Posted 07 July 2007 - 10:03 PM
Posted 07 July 2007 - 11:22 PM
Exposure choices are partially artistic, so different people will handle it differently. Some will expose to show what's in the shadows, others will expose to show what's in the highlights. The decision usually depends on the scene and the subject. If you want maximum flexibility in post, you'll typically try not to overexpose or underexpose anything, but that's frequently difficult because the range of light in sun and shadow is too extreme to capture everything. If you're shooting digitally, the vast majority of people choose to underexpose. If an object in the scene is supposed to be really bright, like a light-bulb, then the scene can be overexposed a little, letting those lights wash out to pure white. For instance, I would let the overhead sun get blown out if I was shooting outdoors, and instead I would try to set the exposure so the overall sky was well lit.
Hello sorry if my english is not good. Im confused with exposure. I dont seem to understand when it is right to under or overexpose. I know a shot that is regular the reading will be good. Night time should be underexposed too. Im confused with intances that you use diffusion or flag to make a scene less bright. Does that mean you need to under expose to? If the level of light is low does the meter give the right reading or make it to light.
At night, if you are trying to film what's in the shadows, then you'll have to overexpose in order to brighten up the darkness. If you want to emphasize just how dark everything is then you can expose for street lamps or whatever other lights exist and then the darkness will remain black and difficult to make out. There's a balance between showing the objects in the shadows versus them the objects looking like they're in a weirdly colored daylight. If you're recording fireworks, you'll want to set the exposure to underexpose by a lot, in order to show the extremely bright trails of light. The same holds true for night-time fireball explosions and such.
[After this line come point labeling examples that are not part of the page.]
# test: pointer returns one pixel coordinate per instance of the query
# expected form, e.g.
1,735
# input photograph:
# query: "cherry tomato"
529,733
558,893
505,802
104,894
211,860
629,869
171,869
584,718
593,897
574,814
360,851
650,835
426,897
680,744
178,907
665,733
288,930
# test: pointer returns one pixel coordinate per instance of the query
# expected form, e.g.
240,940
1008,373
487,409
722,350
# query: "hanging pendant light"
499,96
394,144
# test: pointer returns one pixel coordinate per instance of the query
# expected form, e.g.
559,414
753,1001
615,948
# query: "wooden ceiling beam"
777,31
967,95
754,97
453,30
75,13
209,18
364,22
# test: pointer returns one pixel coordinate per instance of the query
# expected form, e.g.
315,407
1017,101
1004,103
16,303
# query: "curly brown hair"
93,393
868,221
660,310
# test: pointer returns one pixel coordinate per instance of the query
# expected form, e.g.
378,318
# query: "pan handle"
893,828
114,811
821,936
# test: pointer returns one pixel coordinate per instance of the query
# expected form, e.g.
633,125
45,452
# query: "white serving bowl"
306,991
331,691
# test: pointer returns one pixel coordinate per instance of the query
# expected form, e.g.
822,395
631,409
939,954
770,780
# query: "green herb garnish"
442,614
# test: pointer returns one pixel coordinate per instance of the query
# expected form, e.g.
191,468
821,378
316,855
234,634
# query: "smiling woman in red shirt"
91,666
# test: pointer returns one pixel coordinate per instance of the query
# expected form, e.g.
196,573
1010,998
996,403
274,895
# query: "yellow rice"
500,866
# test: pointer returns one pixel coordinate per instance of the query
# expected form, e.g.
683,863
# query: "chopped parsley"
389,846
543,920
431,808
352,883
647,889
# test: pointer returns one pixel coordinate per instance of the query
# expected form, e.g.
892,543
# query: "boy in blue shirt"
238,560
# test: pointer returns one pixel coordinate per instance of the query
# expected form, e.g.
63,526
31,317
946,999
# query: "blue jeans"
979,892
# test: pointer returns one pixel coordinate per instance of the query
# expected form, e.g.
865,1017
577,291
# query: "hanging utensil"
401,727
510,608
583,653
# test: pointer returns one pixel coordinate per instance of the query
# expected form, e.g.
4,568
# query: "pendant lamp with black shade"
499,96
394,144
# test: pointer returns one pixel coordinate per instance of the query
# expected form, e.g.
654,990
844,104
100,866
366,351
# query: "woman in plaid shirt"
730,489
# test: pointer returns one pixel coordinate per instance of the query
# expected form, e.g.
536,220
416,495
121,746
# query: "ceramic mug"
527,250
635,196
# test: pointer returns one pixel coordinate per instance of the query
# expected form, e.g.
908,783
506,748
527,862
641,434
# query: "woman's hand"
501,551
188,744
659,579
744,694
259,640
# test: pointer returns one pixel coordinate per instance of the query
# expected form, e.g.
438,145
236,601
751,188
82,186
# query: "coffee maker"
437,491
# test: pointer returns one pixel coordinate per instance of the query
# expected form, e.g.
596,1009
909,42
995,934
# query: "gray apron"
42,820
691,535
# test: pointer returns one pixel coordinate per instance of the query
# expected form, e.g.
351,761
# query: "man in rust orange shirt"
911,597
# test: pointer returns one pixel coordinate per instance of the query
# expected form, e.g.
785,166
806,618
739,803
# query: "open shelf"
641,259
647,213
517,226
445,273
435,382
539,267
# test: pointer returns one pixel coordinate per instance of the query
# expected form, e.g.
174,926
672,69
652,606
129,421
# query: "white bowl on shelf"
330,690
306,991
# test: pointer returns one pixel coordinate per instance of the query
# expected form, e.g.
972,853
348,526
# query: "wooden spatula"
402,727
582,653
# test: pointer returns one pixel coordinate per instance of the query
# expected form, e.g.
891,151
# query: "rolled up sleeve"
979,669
Diffusion will soften the picture, and in the process it might happen to make the shadows a touch lighter and the highlights a touch darker, but it's an extremely minimal change, almost unnoticeable. For that reason, the effect of diffusion is usually to gain the softness and not to influence exposure.
Meters measure whatever light reaches them. They will tell you to use longer exposures when they don't get hit with much light, such as in the middle of a dark field at night. The will tell you to use short exposures if you hold the meter in a flashlight's beam. You have to take into account the environment, where the lights are, and what you want the final picture to look like. Getting a good exposure requires practice, a bit of intuition, and more practice.